I have a friend from the old days in Brooklyn who has since left the City as part of a successful academic career. He’s one of the fortunate ones—he’s been invited to teach at wonderful places and has done well at each one. Like many displaced New Yorkers, he grouses about the lack of “decent” bagels anywhere west of the Hudson and doesn’t always know what to make of the instinctive politeness he routinely encounters in other parts of the country, but overall, he has been happy with his life and at home in the tidy, cultural communities where he’s been invited to live.

But every year at Christmas, he turns in his first semester grades, throws a duffel bag of laundry into the backseat of his now-legendary, almost “classic” Mercury Sable, and points the car back home. And happy as he is, successful as he is, he drives home to Brooklyn with the urgency of a diver trying to rise to the surface before his air runs out.

“God, I need New York,” he posted on Facebook a few days ago. “Won’t be long now.”

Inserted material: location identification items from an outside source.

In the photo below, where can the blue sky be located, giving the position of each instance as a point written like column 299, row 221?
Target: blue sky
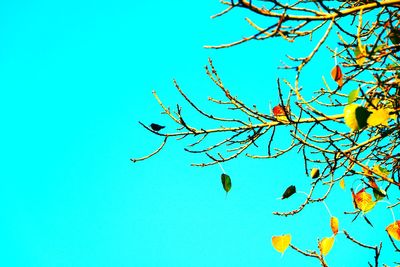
column 75, row 78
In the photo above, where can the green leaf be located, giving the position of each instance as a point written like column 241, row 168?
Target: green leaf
column 226, row 182
column 289, row 192
column 353, row 96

I’ve never asked him, but I’m guessing this goes deeper than the bit about the decent bagel. For many New Yorkers, it’s about the energy of the place—the feel of the streets, the little, familiar interactions between strangers, the sensory overload—these are all part of the unique rhythms of the City, and if they are part of your own rhythms, then there really is no other place where they seem to come together in just the right way.

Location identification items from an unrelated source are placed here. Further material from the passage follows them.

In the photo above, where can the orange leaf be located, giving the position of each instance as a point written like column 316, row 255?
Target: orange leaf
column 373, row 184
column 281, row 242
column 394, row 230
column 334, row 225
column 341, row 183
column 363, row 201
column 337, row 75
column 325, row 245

Maybe that’s true of home for each of us, no matter where our home happens to be.

But what I’m especially thinking about these days is that urgency—that need for a place.

There is a similar kind of longing at the heart of the Christmas story.

It’s not longing for a place, per se, unless maybe it’s for a place that hasn’t quite existed, yet. Nevertheless, that sense of needing to be elsewhere is alive in the gospels. Both Matthew and Luke set the stage for the arrival of Jesus in a world that needs to be different than it is. And in their own ways, all of the characters, be they shepherds, magi, or member of the holy family, know what it is to have the rhythms of the heart feel out of kilter with the rhythms of the world.

The Christmas story begins with a world that needs to change: a world that both needs God and cannot seem to find God. The coming of Jesus is about God’s wanting to help us find our way at last, and to make a world where the rhythms of the heart feel truly at home.

That’s why we need this story all over again, each and every year. For all the great moments we know throughout the living of our days, there is still that sense that things are not as they were meant to be, and that we are not as we are meant to be. We are still searching for the place where everyone belongs, where all possibilities come together.

That’s why we need Christmas. Christmas names our hope for such a place, and God’s promise that in the fullness of time, He will lead us there.

Christmas is how we begin to imagine what such a place will be like.

So grab your duffel bag and get ready to hit the road. It won’t be long now.